Source Network Address
the IP address of the computer where the user is physically present in most cases unless this logon was intitiated by a server application acting on behalf of the user. If this logon is initiated locally the IP address will sometimes be 127.0.0.1 instead of the local computer’s actual IP address. This field is also blank sometimes because Microsoft says “Not every code path in Windows Server 2003 is instrumented for IP address, so it’s not always filled out.”
identifies the source TCP port of the logon request which seems useless since with most protocols source ports are random
Example authentication event
Windows 10 and 2016
Technique: Define Your Data Set
For this hunt, the data set is a set of Domain Admin account logon events used in authentication to a system. Identification of these username string formats may vary from network to network; however, it is recommended to start with a larger set of data (e.g., all username strings or a specific type of username string) and reduce the size of the set as required by the results of the hunt.
Any username string seen in an authentication request can be considered for inclusion in the dataset. However, you may want to consider defining the activity group based upon known legitimate username strings. By filtering out these strings, outliers will be more noticeable. (However, keep in mind that filtering out legitimate username strings will not help you identify attackers who are maliciously using legitimate username strings!)

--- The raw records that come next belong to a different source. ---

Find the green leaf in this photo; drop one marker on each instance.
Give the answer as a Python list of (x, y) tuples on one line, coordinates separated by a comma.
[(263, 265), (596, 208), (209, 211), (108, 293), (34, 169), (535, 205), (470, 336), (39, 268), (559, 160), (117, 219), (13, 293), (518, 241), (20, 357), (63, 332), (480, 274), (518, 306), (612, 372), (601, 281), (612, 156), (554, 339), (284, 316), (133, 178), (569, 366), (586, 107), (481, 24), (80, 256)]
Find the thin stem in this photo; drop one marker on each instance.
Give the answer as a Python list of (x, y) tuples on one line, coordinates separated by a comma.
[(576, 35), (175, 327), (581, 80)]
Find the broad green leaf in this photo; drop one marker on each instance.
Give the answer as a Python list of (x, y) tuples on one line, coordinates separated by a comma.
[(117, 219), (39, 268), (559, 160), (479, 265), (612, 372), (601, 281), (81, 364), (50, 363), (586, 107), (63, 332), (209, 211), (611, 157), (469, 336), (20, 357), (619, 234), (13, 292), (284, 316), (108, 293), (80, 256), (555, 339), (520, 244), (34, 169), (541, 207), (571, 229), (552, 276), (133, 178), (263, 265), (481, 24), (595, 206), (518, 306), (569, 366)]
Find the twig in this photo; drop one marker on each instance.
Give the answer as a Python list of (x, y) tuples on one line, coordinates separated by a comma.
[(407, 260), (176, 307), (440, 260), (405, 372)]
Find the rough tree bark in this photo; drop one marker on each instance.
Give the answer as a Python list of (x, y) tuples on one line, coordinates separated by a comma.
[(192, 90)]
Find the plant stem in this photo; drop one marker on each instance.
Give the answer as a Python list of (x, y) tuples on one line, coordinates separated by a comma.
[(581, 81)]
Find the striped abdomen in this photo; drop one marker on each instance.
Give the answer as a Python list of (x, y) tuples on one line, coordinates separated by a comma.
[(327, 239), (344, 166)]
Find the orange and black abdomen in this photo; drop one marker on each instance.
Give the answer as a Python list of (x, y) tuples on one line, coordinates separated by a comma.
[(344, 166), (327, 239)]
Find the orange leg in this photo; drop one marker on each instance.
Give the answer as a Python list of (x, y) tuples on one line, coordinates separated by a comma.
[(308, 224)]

A query like this can be used to filter the results and would be one method for reducing your data set.
Find all users not meeting corporate naming convention and sort based on count
select TargetUserName, count(*) as count from Sqrrl_WindowsEvents WHERE TargetUserName NOT LIKE '%@DOM1' GROUP BY TargetUserName ORDER BY count DESC
Find all users with a domain/realm that isn’t known
MATCH Account From CounterOps WHERE Account.username NOT LIKE '%@DOM1' and ts_interval_sum(ts_flatten(Account.logonAttempts.**)) > 2000
Find all users with failed login attempts (4625 windows event id) and sort based on count
SELECT TargetUserName, count(*) as failCount FROM Sqrrl_WindowsEvents where EventID=4625 group by TargetUserName order by failCount desc
Additional Sqrrl Uses
The queries identified in the prior section can all be used as starting points for exploration in the behavior graph. However, one of the goals of hunting is to reduce the amount of repetition and to re-apply what was learned on a hunt. As such, there are two additional mechanisms within Sqrrl that we can use to monitor spikes in Domain Admin account activity.
We can turn each of our example candidate investigation queries into a hunt report in order to get quick snapshots to aid in the identification of additional candidates on a regular basis. Hunt Reports are particularly well suited for data stacking.

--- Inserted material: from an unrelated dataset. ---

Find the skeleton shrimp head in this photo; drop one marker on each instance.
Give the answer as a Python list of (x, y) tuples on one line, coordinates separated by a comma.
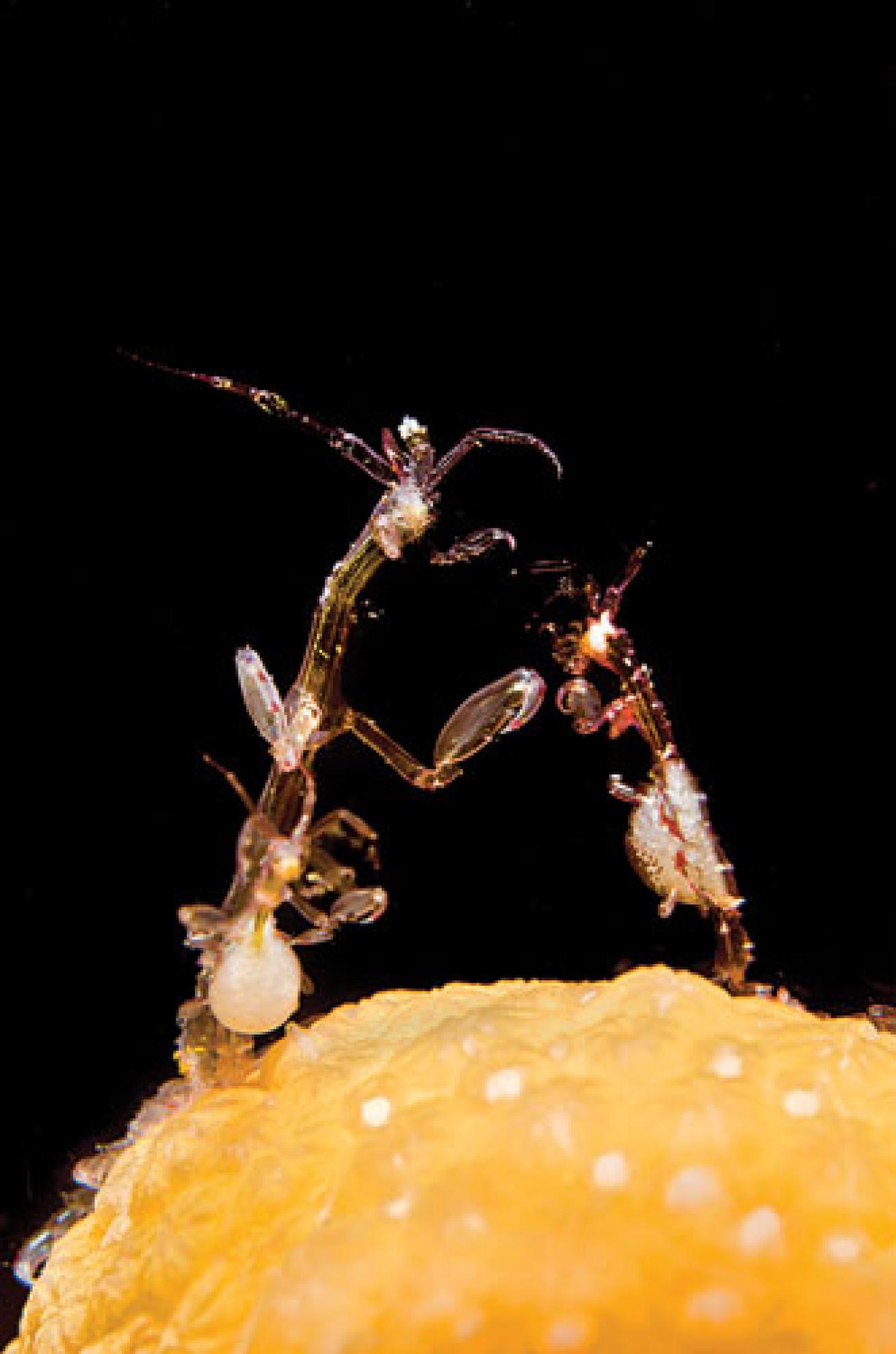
[(673, 848), (406, 511)]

While Hunt Reports assist with making data from certain hunts readily available, we can make use of Risk Triggers to identify observations of interest with respect to accounts and automatically use those to help bubble up entities of interest.
In one of our above examples, we determined that short usernames may be suspicious relative to others. As a result, I may want to create a Risk Trigger for entities observed using short usernames.
Triggers also provide a good area to make use threat intelligence data that may be collected from any number of sources. Perhaps a relevant threat was recently observed using malware that made use of a specific username.